Latke Reuben
By khojnicki
Ingredients
- 1 lb potatoes, peeled and shredded
- 1 onion, shredded
- 2 eggs
- 1/4 c matzo meal
- 1/4 tsp baking powder
- 1 tsp salt
- 1 tsp pepper
- 2 tbsp butter
- 1/2 lb deli style sliced corned beef
- 1/2 c well drained sauerkraut
- 2 slices swiss cheese
- 2 tbsp russian dressing
Details
Preparation time 25mins
Cooking time 45mins
Preparation
Step 1
Position racks in the upper and lower thirds of the oven; preheat broiler. Working in batches, transfer the potatoes and onion to a towel; wring out liquid and transfer to a medium bowl. Stir in the eggs, matzo meal, baking powder, salt and pepper.

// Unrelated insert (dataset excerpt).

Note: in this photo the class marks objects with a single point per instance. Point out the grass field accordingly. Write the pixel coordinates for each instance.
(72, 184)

In a medium ovenproof skillet, melt 1 tbsp butter over medium low heat. Spoon half of the potato mixture into the skillet. Using a spatula, flatten the mixture into a 6" disk. Cook, turning once, until golden-brown and crisp 5-7 mins. Transfer the latke to a cooling rack set inside a baking sheet. Repeat with the remaining butter and potato mixture. Keep the latkes warm on the lower oven rack.
In the same skillet, arrange the meat in an even layer; scatter the sauerkraut on top. Cover; cook over medium until heated through, 2-3 mins. Top with the cheese; broil until melted, about 2 mins.
Spread the russian dressing on one of the latkes; top with the meat-and-cheese mixture and the other latke. Cut into quarters and serve.